EDL’s Ashton-Under-Lyne protest a ‘shambolic mess’

EDL in Ashton-Under-LyneThe English Defence League in Ashton-Under-Lyne (Photos: Hope Not Hate)

Happily, today’s English Defence League demonstration in Ashton-Under-Lyne appears to have been a bit of a disaster all round. Turnout was only around 200-250, it featured the usual embarrassing Nazi salutes and arrests, and it has resulted in renewed conflict between the EDL leadership and the various fascist and neo-Nazi fragments with whom they had lately been trying to mend fences.

The issue over which the protest was called was an altercation at an Ashton-Under-Lyne bus stop a week ago between two groups of youths, one of which was of Asian heritage while the other was white. Mobile phone footage of this minor incident went viral and was seized on by the EDL and other sections of the far right as an example of virulent anti-white racism. Tweeting a link to the video, EDL leader Stephen Lennon described it as: “Muslims launch violent attack on innocent English boys and girls in Ashton.”

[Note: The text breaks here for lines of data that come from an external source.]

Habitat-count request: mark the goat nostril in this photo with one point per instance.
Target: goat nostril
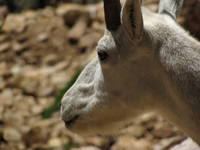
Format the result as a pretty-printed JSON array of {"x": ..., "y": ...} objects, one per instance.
[
  {"x": 102, "y": 55},
  {"x": 70, "y": 122},
  {"x": 81, "y": 106}
]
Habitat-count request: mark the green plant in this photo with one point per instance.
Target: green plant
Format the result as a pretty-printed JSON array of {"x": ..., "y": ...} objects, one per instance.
[{"x": 56, "y": 106}]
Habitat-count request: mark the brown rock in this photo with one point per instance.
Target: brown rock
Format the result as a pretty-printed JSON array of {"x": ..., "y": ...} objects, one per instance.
[
  {"x": 188, "y": 144},
  {"x": 15, "y": 23},
  {"x": 130, "y": 143},
  {"x": 136, "y": 131},
  {"x": 5, "y": 47},
  {"x": 11, "y": 135},
  {"x": 86, "y": 148}
]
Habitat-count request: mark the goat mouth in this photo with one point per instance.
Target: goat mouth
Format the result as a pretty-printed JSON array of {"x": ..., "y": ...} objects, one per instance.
[{"x": 70, "y": 122}]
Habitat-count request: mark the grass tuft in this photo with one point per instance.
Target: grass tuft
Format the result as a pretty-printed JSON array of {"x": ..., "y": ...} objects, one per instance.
[{"x": 56, "y": 106}]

The EDL immediately announced a march to protest against this latest Islamic atrocity. “Wherever the barbaric 7th century cult strikes we will be there,” they declared. “TOMORROW Ashton-Under-Lyne NO SURRENDER.” The Ashton-Under-Lyne division of this self-styled non-racist organisation urged its supporters: “come on! Lets show em we ain’t Asian under Lyne, we’re Ashton under Lyne, lets have the biggest and best demo yet!”

The slight flaw in this characteristically hysterical response by the EDL was that there was no evidence that the bus stop altercation had any racial element to it at all. In a Twitter exchange the young woman who had filmed the incident stated that it was neither race-related nor even an actual attack, and complained that “people just jumped to conclusions”.

This may possibly help to explain why on the eve of the demo Lennon suddenly announced that he needed to spend more time with his family and wouldn’t be able to make it to Ashton. The police even issued a statement saying that the EDL had informed them that the march was cancelled, though Lennon later denied this and claimed the police were just trying to put people off attending. (Which raises the difficult question as to who you would be more inclined to believe – the Greater Manchester Police or a lying little toerag.)

At any rate, there seems to have been little or no support from the EDL nationally for the demo. Not only did Lennon and co-leader Kevin Carroll not turn up to address the protest, but the EDL failed to provide any speakers at all. Other sections of the far right were furious. The North West Alliance dissociated themselves from what they described as a “farce”, while the North West Infidels and Casuals United issued a joint statement denouncing the day’s events as “nothing short of a shambolic mess”. The NWI and Casuals announced that they would organising their own demonstration in Ashton-Under-Lyne early next month, presumably minus Lennon and the EDL leadership.

So, as I say, all in all a pretty good result.